Building an Asynchronous Image Classification Pipeline with Three AWS Lambdas

Introduction

I originally set up my food classifier project with a single AWS Lambda function that took an image, ran inference, and returned predictions. However, I encountered frequent intermittent issues with back-end errors, long-running requests that exceeded API Gateway’s 30-second timeout and random failures under higher load.

I had also deployed the whole Lambda via ECR, so making quick changes for any request handling or CORS code in-line in the console was impossible, and required me to push the docker container again, which was an unnecessary hassle.

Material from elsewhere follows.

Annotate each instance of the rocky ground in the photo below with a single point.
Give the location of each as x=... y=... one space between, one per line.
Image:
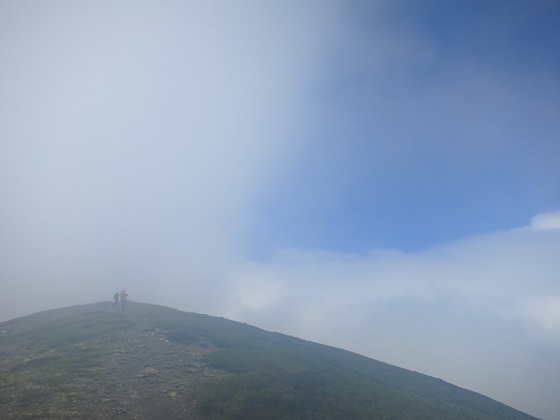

To address these problems, I decided to re-implement the entire pipeline using a more asynchronous architecture that splits responsibilities across three specialized Lambdas. This design not only handles longer-running inference tasks smoothly but also makes it easier to scale and debug each component.

In this post, I’ll walk you through the setup involving three AWS Lambda functions that work together to receive an image, queue it for inference, process it asynchronously, and allow the client to fetch the results once they’re ready. We’ll also look at how Amazon S3 stores the input and output, how Amazon SQS queues our processing jobs, and how to design a results fetcher Lambda to poll the final predictions.

Overview of Our Three Lambdas

Request Handler
- Receives an HTTP request with a Base64-encoded image (via API Gateway).
- Uploads the image to an S3 “input” bucket.
- Sends a message to an SQS queue with the job info (ID + S3 key).
- Returns an immediate response with a job_id so the client can later fetch results.
Inference Processing
- Triggered by an SQS event (your image job is in the queue).
- Pulls the image from S3, runs inference using a PyTorch model in Lambda.
- Writes the inference result (predictions) to an S3 “output” bucket.
- Marks the job as completed (so the results are now accessible).
Results Fetcher
- Receives an HTTP GET request with a job_id as a query parameter.
- Looks in the S3 “output” bucket for the corresponding results file.
  - If found, returns the inference results with a 200 status.
  - If not found, returns a 202 status indicating the job is still processing.
- This allows clients to keep polling until the final predictions are available.

Architecture Diagram

Below is a diagram illustrating how data flows through the redesigned architecture:

Architecture Diagram

Step-by-Step Explanation

1. The Request Handler Lambda

Responsibility: Accept incoming requests (with a Base64 image), store the image in S3, enqueue a job in SQS, and return a job ID.

import json
import base64
import uuid
import os
import boto3

s3_client = boto3.client('s3')
sqs_client = boto3.client('sqs')

# Environment variables
S3_BUCKET = os.environ.get('INPUT_BUCKET', 'pk-food-classifier-input')
SQS_QUEUE_URL = os.environ.get('SQS_QUEUE_URL', 'https://sqs.us-east-1.amazonaws.com/061924184909/pk-food-classifier-inference-queue')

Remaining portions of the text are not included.